0

I want to submit a Pyspark application to Livy through REST API to invoke HiveWarehouse Connector. Based on this answer in Cloudera community

https://community.cloudera.com/t5/Community-Articles/How-to-Submit-Spark-Application-through-Livy-REST-API/ta-p/247502

I created a test1.json as follows

{
"jars": ["hive-warehouse-connector-assembly-1.0.0.3.1.0.0-78.jar"],
"pyFiles": ["pyspark_hwc-1.0.0.3.1.0.0-78.zip"],
"file": ["test1.py"]
}

and call InvokeHTTP. But I get this error ""Cannot deserialize instance of java.lang.String out of START_ARRAY token\n at [Source: (org.eclipse.jetty.server.HttpInputOverHTTP); line: 1, column: 224] (through reference chain: org.apache.livy.server.batch.CreateBatchRequest[\"file\"
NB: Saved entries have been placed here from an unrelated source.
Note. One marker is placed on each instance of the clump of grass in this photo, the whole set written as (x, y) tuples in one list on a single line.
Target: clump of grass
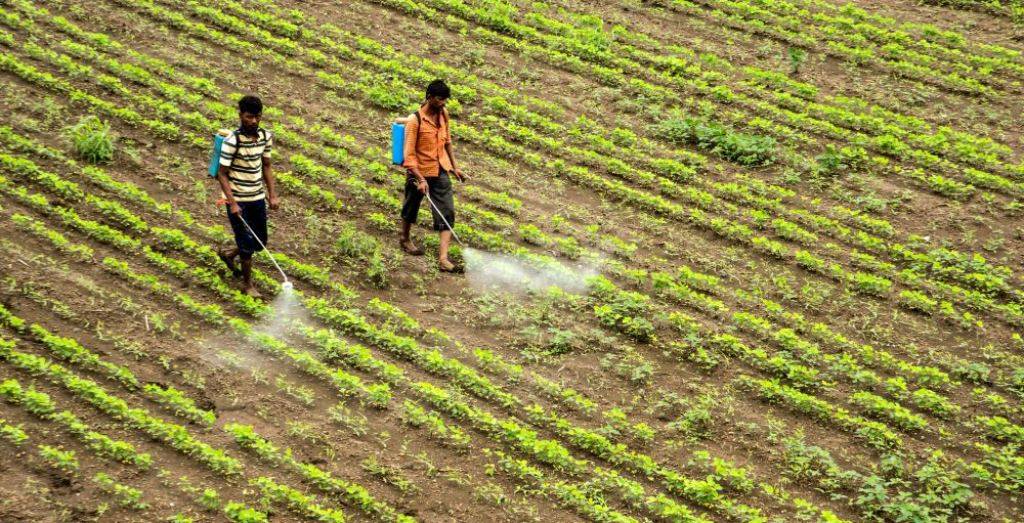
[(92, 139)]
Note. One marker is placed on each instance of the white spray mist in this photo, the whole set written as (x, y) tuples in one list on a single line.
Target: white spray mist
[(486, 270)]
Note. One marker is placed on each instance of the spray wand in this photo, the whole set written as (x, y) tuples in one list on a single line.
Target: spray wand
[(431, 202), (287, 286)]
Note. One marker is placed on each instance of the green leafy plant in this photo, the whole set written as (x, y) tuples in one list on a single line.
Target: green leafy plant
[(92, 139)]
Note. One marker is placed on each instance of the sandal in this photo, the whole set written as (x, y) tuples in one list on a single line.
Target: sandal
[(236, 271), (409, 248)]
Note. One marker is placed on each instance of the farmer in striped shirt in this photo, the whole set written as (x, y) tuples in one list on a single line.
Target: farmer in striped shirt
[(246, 183), (429, 161)]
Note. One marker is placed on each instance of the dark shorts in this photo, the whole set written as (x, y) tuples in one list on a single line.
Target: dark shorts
[(255, 215), (440, 193)]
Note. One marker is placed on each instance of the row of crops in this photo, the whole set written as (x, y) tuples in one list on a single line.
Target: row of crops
[(873, 429)]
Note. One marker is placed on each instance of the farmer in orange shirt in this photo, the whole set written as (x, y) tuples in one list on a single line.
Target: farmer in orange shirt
[(429, 161)]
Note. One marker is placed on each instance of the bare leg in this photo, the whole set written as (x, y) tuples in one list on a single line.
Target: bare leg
[(227, 256), (406, 229), (247, 276), (442, 260), (407, 243)]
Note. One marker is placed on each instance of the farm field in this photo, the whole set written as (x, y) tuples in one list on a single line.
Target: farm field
[(774, 251)]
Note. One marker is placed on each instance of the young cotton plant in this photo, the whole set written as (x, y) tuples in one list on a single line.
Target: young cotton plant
[(92, 139)]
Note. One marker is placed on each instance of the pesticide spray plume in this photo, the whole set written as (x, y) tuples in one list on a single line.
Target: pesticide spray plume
[(487, 270)]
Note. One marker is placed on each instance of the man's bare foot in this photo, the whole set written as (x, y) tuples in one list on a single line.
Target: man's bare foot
[(444, 265), (410, 248), (229, 261)]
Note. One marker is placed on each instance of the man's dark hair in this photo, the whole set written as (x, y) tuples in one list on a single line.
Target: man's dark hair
[(438, 89), (251, 103)]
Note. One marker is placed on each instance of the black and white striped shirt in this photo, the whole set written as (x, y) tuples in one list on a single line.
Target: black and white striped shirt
[(246, 175)]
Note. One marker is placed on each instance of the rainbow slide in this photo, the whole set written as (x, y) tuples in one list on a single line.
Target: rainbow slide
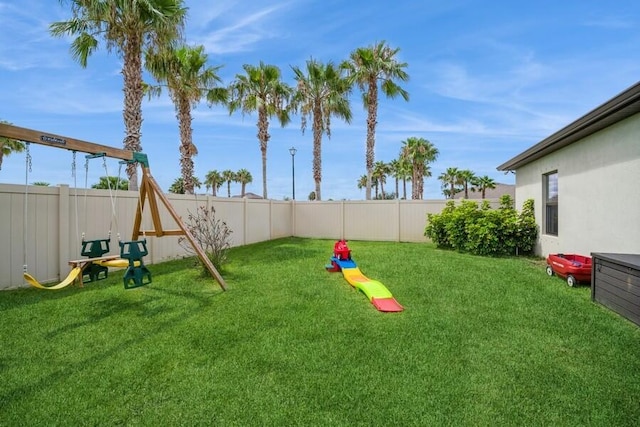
[(376, 292)]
I think the 'file' field with test1.py is wrong. Can anyone tell me how to submit this? This works with a simple spark-submit test1.py

All suggestions are welcome

Tinniam V. Ganesh
  • 1,979
  • 6
  • 26
  • 51
  • At first glance, this post seems a good start for those who like Python _(I'm not one of these)_ https://www.statworx.com/ch/blog/access-your-spark-cluster-from-everywhere-with-apache-livy/ >> also deals with _curl_ for submitting a "batch" – Samson Scharfrichter Jan 11 '20 at 15:13
  • @SamsonScharfrichter corrected link – Tinniam V. Ganesh Jan 12 '20 at 03:43
  • @SamsonScharfrichter I have tried with curl also. Same error. I need to know exactly what fields have what parameters ? – Tinniam V. Ganesh Jan 12 '20 at 05:16
  • And the Apache Livy official documentation for the REST API (link above, found from Google) is rather explicit about which fileds are "maps" (Structs of nested key/value fields), which are "lists" (Arrays of Strings) and which are not (i.e. Strings). – Samson Scharfrichter Jan 12 '20 at 10:45

1 Answers1

-1

The following works For basic Hive access the following works use the below JSON

   {
      "file":"hdfs-path/test1.py"
   }

For Hive LLAP access use JSON as below

   {
    "jars": ["<path-to-jar>/hive-warehouse-connector-assembly-1.0.0.3.1.0.0-78.jar"],
    "pyFiles": ["<path-to-zip>/hive_warehouse_connector/pyspark_hwc-1.0.0.3.1.0.0-78.zip"],
    "file": "<path-to-file>/test3.py"
    }

Interestingly when I put the zip in the "archives" field it gives error. It works for the "pyFiles" field though as shown above

Tinniam V. Ganesh
  • 1,979
  • 6
  • 26
  • 51